Eine Stadt baut sich nicht mit leichter Hand

Seite 2: Stadtentwicklung braucht mehr als Prestigebauten und Stararchitekten

Erstens: Eine gelingende Stadtentwicklung braucht mehr als Prestigebauten, iconic buildings und Stararchitekten. Sie darf die basalen Wohnbedürfnisse nicht ausblenden. Und sie muss sich auch mit den Nischen, Straßenecken, kleinen Parks und Plätze auseinandersetzen, die die eigentlichen Aufenthaltsorte im Alltag der Stadtbewohner sind.

Eine wichtige Figur des Romans ist der Architektur-Professor Reger, der für Franziska das Ideal eines Baumeisters verkörpert. Reger protegiert seine Studentin und unterstützt ihre berufliche Entwicklung, indem er sie an der Projektierung zum Wiederaufbau des Gewandhauses in Leipzig mitarbeiten lässt.

Aber hinter der väterlichen Sicherheit, die er Franziska bietet, verbirgt sich auch eine Inbesitznahme ihrer Person, der Versuch, sie "nach seinem Bilde" zu formen. Franziskas Entscheidung, nach Neustadt zu gehen und Erfahrungen mit dem Städtebau zu sammeln, ist auch eine Abnabelung: einerseits von diesem dominierenden Lehrer-Vater; andererseits aber auch von dessen Prestige-Projekten in der Innenstadt. Stattdessen wendet sie sich dem "Graubrot" des Berufes zu, den Bauaufgaben des alltäglich Notwendigen.

Mühevolle Detailarbeit

Zweitens: Architektur und Stadtentwicklung sind komplexe Themen. Sich damit zu beschäftigen, ist mühevolle Detailarbeit, und die individuellen Einwirkungsmöglichkeiten im Prozess sind oftmals begrenzt. Brigitte Reimann zeigt ihre Hauptfigur in der ganzen Widersprüchlichkeit des Arbeitsprozesses.
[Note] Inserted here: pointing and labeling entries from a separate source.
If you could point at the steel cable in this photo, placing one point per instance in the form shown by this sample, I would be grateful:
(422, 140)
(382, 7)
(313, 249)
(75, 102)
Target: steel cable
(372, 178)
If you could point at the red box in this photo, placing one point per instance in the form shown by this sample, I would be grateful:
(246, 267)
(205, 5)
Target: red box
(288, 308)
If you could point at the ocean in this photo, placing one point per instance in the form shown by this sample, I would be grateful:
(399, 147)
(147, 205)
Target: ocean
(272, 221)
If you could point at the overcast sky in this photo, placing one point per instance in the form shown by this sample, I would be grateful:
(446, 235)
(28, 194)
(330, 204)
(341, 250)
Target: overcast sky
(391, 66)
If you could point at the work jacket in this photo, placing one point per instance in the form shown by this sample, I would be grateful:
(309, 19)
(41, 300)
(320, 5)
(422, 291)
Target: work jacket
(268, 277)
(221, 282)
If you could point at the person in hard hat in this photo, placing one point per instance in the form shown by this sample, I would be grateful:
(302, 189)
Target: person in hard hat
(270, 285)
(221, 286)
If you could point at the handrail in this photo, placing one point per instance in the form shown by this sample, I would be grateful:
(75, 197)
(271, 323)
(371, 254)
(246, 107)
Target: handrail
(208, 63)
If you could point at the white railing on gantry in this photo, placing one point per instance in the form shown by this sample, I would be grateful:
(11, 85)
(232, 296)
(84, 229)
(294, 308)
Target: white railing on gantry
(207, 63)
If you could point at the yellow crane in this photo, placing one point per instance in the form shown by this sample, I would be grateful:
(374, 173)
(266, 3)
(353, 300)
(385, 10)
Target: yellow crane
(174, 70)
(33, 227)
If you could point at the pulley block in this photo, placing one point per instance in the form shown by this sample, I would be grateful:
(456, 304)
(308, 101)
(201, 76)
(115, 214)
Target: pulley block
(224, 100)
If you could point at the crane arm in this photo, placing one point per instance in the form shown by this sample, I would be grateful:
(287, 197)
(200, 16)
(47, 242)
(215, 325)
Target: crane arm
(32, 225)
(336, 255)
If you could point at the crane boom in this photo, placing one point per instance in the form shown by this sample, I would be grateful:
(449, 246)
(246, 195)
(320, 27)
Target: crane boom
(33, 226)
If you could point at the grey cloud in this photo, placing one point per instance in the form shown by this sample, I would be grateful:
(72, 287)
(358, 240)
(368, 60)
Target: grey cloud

Das macht die Romanhandlung ja hinreichend deutlich. Sie spiegelt die Komplexität aber auch in und mit Erzählformen. So wechselt der Roman zwischen auktorialer Perspektive und Ich-Erzählung. Mitunter vollzieht sich der Übergang mitten im Satz.

Die kluge Synthese zwischen Heute und Morgen

Eine weitere strukturelle Besonderheit stärkt den Charakter des Subjektiven, fast Intimen: Franziska adressiert ihren Lebensbericht an den "idealen Geliebten", wobei diese Wunsch-Projektion später mit der realen Figur verschmilzt.

Brigitte Reimann erzählt nicht im zeitlichen Kontinuum; Vor- und Rückgriffe wechseln mit Passagen, in denen der Zeitfluss stoppt und poetischer Reflexion Raum gegeben wird. So ähnlich verhält es sich ja auch mit der Stadt und ihrer Gestaltung.

Am Ende ihres "Probejahres" in Neustadt beschließt Franziska, dort zu bleiben und weiter zu suchen und zu kämpfen:

"Es muß (!), es muß sie geben, die kluge Synthese zwischen Heute und Morgen, zwischen tristem Blockbau und heiter lebendiger Straße, zwischen dem Notwendigen und dem Schönen, und ich bin ihr auf der Spur, hochmütig und ach, wie oft, zaghaft, und eines Tages werde ich sie finden."

Ja, diese Hoffnung sollten wir keinesfalls aufgeben. Aber wir müssen alle daran mitwirken, dass die Synthese gelingt.